There are plenty of websites that have over 100k users that run wordpress, I have 3 WordPress sites that have a few thousand users on it’s own, and they would not be pleased if this happened. Whether the passwords are stored temporarily or forever is besides the point, it should not be done.
You can very easily send them their login info, hash it and then insert it.
I have already chosen B, as I do understand the plugins that I use and the ones I do not.
You could very easily send them their login info, hash it, and then insert it. And when you are verifying users this is exactly what happens.

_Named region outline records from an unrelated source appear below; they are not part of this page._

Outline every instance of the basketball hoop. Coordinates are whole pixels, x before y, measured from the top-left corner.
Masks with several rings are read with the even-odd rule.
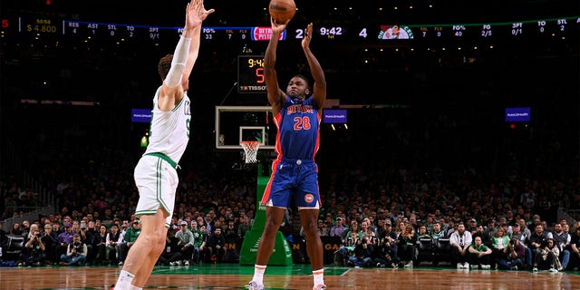
[[[239,142],[239,145],[244,149],[246,163],[256,163],[257,149],[260,147],[260,142],[255,140],[246,140]]]

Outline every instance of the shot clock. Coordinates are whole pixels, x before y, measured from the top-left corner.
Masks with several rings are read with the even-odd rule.
[[[266,92],[263,55],[237,56],[237,92]]]

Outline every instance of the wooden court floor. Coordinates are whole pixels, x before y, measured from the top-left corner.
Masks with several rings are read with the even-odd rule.
[[[531,273],[415,267],[369,268],[328,266],[328,290],[334,289],[580,289],[580,272]],[[0,289],[109,289],[117,266],[0,268]],[[245,289],[253,266],[236,264],[156,266],[145,289]],[[309,266],[269,266],[266,289],[312,289]]]

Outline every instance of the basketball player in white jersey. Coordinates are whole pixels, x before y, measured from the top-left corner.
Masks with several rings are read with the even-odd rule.
[[[140,195],[135,216],[140,217],[141,234],[129,251],[115,289],[142,289],[165,248],[179,181],[178,162],[189,140],[189,74],[199,51],[201,23],[213,12],[204,8],[203,0],[188,3],[175,53],[159,63],[163,82],[153,98],[150,143],[134,172]]]

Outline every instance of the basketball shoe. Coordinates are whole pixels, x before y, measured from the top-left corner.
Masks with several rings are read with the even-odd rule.
[[[264,290],[264,285],[257,284],[256,281],[252,281],[246,286],[246,288],[248,290]]]

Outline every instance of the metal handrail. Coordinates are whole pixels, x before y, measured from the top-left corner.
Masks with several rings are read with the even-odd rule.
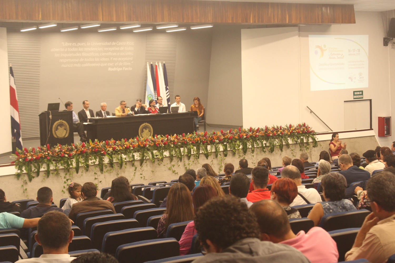
[[[324,124],[325,124],[325,125],[326,125],[327,127],[328,128],[329,128],[329,129],[331,130],[331,131],[333,131],[333,130],[332,130],[332,129],[331,129],[330,128],[330,127],[329,127],[327,125],[326,123],[325,123],[325,122],[324,122],[324,121],[323,121],[322,119],[321,119],[321,118],[320,118],[320,117],[319,117],[318,116],[318,115],[317,115],[317,114],[316,114],[315,112],[313,112],[311,109],[310,109],[310,108],[308,107],[308,106],[306,106],[306,107],[307,107],[308,109],[309,110],[310,110],[310,113],[311,113],[312,112],[313,113],[314,113],[314,115],[315,115],[316,116],[317,118],[318,118],[318,119],[319,119],[321,121],[322,121],[323,123],[324,123]]]

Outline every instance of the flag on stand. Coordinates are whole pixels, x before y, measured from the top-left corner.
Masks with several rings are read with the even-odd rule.
[[[152,78],[149,72],[149,66],[148,62],[147,62],[147,86],[145,92],[145,105],[148,107],[149,105],[149,101],[151,99],[155,99],[155,95],[154,93],[154,87],[152,84]]]
[[[22,138],[21,133],[21,121],[19,119],[19,110],[18,107],[18,98],[17,89],[14,80],[14,73],[12,67],[9,66],[9,101],[11,107],[11,132],[15,138],[17,148],[21,150]]]
[[[169,83],[167,82],[167,73],[166,71],[166,64],[163,63],[163,79],[165,82],[165,89],[166,91],[166,100],[167,102],[169,112],[170,112],[170,94],[169,92]]]

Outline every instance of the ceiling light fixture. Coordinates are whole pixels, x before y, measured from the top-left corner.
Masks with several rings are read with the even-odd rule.
[[[192,26],[191,29],[198,29],[198,28],[205,28],[206,27],[213,27],[213,25],[200,25],[200,26]]]
[[[178,24],[174,24],[169,25],[162,25],[161,26],[156,26],[156,29],[161,29],[162,28],[168,28],[171,27],[177,27],[177,26],[178,26]]]
[[[103,32],[103,31],[111,31],[112,30],[117,30],[117,27],[107,27],[105,28],[99,28],[98,29],[98,32]]]
[[[186,30],[186,27],[180,27],[178,28],[173,28],[171,29],[167,29],[166,32],[174,32],[174,31],[181,31],[183,30]]]
[[[60,32],[64,32],[65,31],[70,31],[71,30],[76,30],[78,29],[78,27],[77,26],[71,26],[71,27],[67,27],[66,28],[62,28],[60,30]]]
[[[38,28],[45,28],[51,27],[51,26],[56,26],[57,25],[57,23],[49,23],[49,24],[44,24],[43,25],[41,25],[38,27]]]
[[[152,30],[152,27],[150,26],[149,27],[145,27],[142,28],[139,28],[138,29],[134,29],[133,30],[133,32],[140,32],[140,31],[147,31],[149,30]]]
[[[34,30],[35,29],[37,29],[37,27],[36,26],[29,26],[28,27],[24,27],[23,28],[21,29],[21,32],[23,32],[24,31],[28,31],[30,30]]]
[[[139,24],[132,24],[130,25],[126,25],[126,26],[121,26],[119,27],[120,29],[126,29],[126,28],[132,28],[134,27],[139,27],[141,25]]]
[[[94,23],[94,24],[87,24],[79,26],[81,28],[88,28],[93,27],[94,26],[100,26],[100,24],[97,23]]]

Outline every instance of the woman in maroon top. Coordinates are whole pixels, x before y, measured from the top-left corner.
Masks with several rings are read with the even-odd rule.
[[[339,140],[339,134],[335,132],[332,134],[332,139],[329,143],[329,151],[331,153],[331,157],[332,160],[337,159],[339,155],[339,153],[342,149],[345,149],[347,147],[347,144],[344,143],[343,144],[342,141]]]

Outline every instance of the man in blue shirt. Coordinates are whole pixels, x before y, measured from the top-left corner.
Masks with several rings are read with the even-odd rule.
[[[73,103],[71,101],[68,101],[64,104],[64,106],[68,111],[73,112],[73,132],[78,132],[81,142],[86,142],[87,136],[85,135],[85,131],[84,130],[84,125],[81,122],[78,122],[79,121],[78,117],[73,110]]]

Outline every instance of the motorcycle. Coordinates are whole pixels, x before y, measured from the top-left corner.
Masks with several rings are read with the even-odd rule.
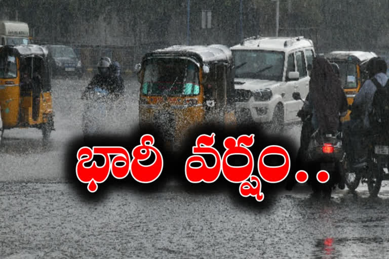
[[[109,93],[98,85],[88,88],[82,99],[86,100],[83,113],[82,130],[84,137],[102,133],[107,120],[107,105]]]
[[[364,137],[369,140],[365,165],[356,166],[347,158],[345,169],[345,184],[355,191],[360,183],[367,184],[370,197],[377,197],[382,180],[389,180],[384,169],[389,168],[389,140],[382,134],[369,132]]]
[[[293,93],[293,98],[306,103],[301,98],[299,93]],[[303,122],[302,132],[304,128],[312,127],[312,113],[305,112],[302,109],[297,116]],[[307,183],[312,186],[314,192],[322,192],[324,195],[330,196],[337,185],[339,189],[344,188],[343,162],[345,152],[342,144],[342,132],[328,134],[321,132],[320,128],[316,131],[308,129],[307,131],[309,134],[305,136],[302,134],[301,138],[309,137],[309,142],[300,147],[298,159],[303,167],[306,168],[305,170],[309,175]],[[301,140],[303,143],[304,140]],[[329,179],[325,183],[319,182],[317,178],[317,174],[321,170],[325,170],[329,175]]]

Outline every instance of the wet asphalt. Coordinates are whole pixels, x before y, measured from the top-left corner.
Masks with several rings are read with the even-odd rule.
[[[5,133],[0,258],[389,256],[386,181],[377,198],[361,184],[355,194],[336,190],[329,201],[298,185],[265,193],[272,204],[266,209],[241,204],[230,192],[193,192],[174,182],[157,192],[118,187],[104,198],[86,199],[68,182],[65,165],[68,143],[81,135],[79,98],[87,82],[53,80],[56,131],[48,143],[35,129]],[[126,86],[110,122],[116,134],[137,126],[137,82],[127,79]],[[288,126],[286,135],[298,143],[299,131]]]

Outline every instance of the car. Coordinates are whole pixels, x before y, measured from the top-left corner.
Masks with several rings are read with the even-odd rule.
[[[260,123],[271,132],[297,122],[302,102],[293,99],[309,91],[309,70],[316,56],[309,39],[254,36],[230,48],[235,62],[238,122]]]
[[[45,47],[49,50],[49,65],[52,76],[75,75],[81,78],[84,73],[83,65],[72,47],[64,45]]]

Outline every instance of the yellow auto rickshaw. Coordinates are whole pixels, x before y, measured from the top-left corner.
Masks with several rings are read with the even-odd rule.
[[[342,87],[348,104],[351,105],[363,83],[369,79],[366,70],[368,61],[377,55],[373,52],[363,51],[333,51],[325,57],[339,66]],[[342,121],[350,120],[350,112],[348,110],[347,115],[341,118]]]
[[[0,107],[4,130],[55,130],[48,51],[37,45],[0,48]]]
[[[234,62],[223,45],[172,46],[146,54],[135,71],[140,83],[139,123],[179,145],[192,126],[234,125]]]

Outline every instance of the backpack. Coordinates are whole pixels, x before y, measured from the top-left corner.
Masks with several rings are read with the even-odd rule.
[[[385,130],[389,127],[389,80],[383,87],[375,78],[371,81],[377,88],[373,97],[369,120],[372,128]]]

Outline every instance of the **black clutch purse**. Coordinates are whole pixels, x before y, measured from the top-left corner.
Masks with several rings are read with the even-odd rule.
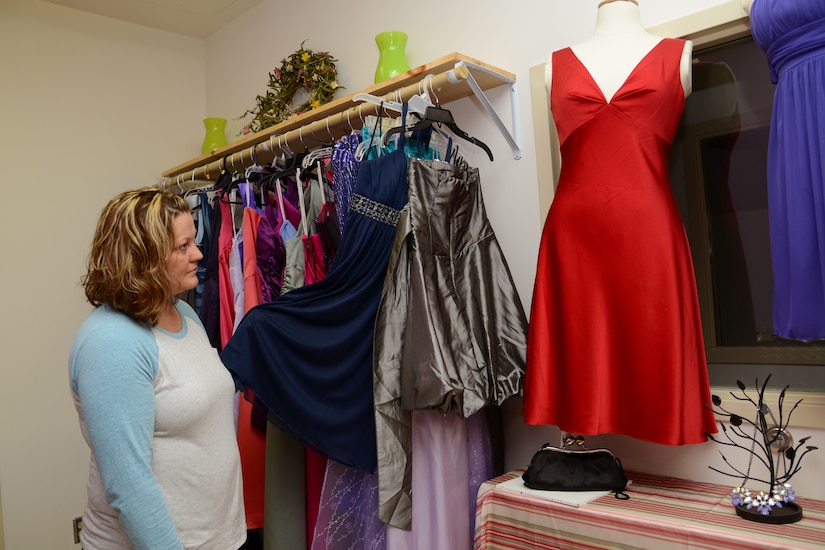
[[[530,489],[544,491],[615,491],[629,498],[621,461],[607,449],[560,449],[545,443],[522,474]]]

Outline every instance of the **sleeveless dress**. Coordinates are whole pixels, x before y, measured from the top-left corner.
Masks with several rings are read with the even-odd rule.
[[[774,332],[825,338],[825,2],[757,0],[751,30],[776,84],[768,141]]]
[[[403,150],[361,163],[326,277],[250,310],[221,354],[273,424],[366,472],[376,467],[373,327],[406,169]]]
[[[716,431],[693,264],[668,180],[684,41],[663,39],[607,101],[553,54],[562,169],[538,256],[528,424],[681,445]]]

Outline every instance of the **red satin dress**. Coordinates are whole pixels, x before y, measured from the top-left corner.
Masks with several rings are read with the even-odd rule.
[[[667,445],[716,432],[693,262],[668,153],[684,42],[664,39],[609,101],[553,54],[562,168],[538,256],[524,418]]]

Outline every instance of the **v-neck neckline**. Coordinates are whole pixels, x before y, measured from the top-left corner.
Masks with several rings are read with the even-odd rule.
[[[639,61],[636,63],[636,65],[634,65],[633,68],[630,70],[630,72],[627,74],[627,77],[625,77],[625,79],[622,82],[621,86],[616,88],[616,91],[613,92],[612,96],[610,96],[609,100],[607,99],[607,97],[605,97],[604,91],[602,90],[602,87],[599,86],[598,82],[596,82],[596,78],[593,76],[593,73],[590,72],[590,69],[587,68],[587,65],[585,65],[584,62],[581,59],[579,59],[579,56],[576,55],[576,52],[573,51],[572,47],[568,47],[567,49],[570,50],[570,55],[573,56],[573,59],[576,60],[576,63],[578,63],[579,66],[582,69],[584,69],[585,74],[587,74],[587,77],[590,79],[590,83],[596,88],[596,90],[598,90],[599,95],[602,98],[602,102],[604,102],[605,105],[612,105],[613,100],[616,99],[616,97],[619,95],[619,92],[621,92],[624,89],[624,87],[627,86],[627,83],[630,82],[630,79],[633,78],[633,76],[638,71],[639,67],[641,67],[642,64],[647,60],[647,58],[650,57],[651,54],[653,54],[653,52],[656,51],[656,49],[658,49],[659,46],[661,46],[664,42],[665,42],[665,39],[662,38],[652,48],[650,48],[650,50],[648,50],[648,52],[646,54],[644,54],[641,59],[639,59]]]

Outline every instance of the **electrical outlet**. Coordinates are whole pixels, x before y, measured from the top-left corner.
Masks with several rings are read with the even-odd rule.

But as soon as there verification is enabled, there is no point in sending a user login information that they cannot use. It is stored so that whenever the user is verified, be in an hour, a day, or a week, THEN, the login information can be sent. To the same point, the user is not actually created until verification is complete. So, for the user set password to actually work, I need the password available to set it following verification when the user is created. I am looking to emulate the hash the WordPress uses when the password is initially set. That would enable RPR to hash the password and store the exact hash to be stored on the user table later. This is a bit hacky because I will have to do direct table manipulation to the user table after a user is verified to insert the hash directly instead of using password setting functions. I’m not entirely sure this is going to work, but it is an idea. Regardless, written that way, emails following verification just simply won’t be able to send the user their password. Not something I’ll lose a ton of sleep over, though I will get some pushback from users used to a certain behavior.
As I said, there a number of strategies, but, as a unpaid developer this is my choice. As it is yours to use this free plugin or any other. I make no attempt to obfuscate how this plugin works. Regardless I appreciate your concern, less so your condescending tone.
radiok bro, just don’t take any password from users during registration. After they verified their emails, generate a random password and send them. If users want, they can change their password using wp native system…..and all worries gone!!!!!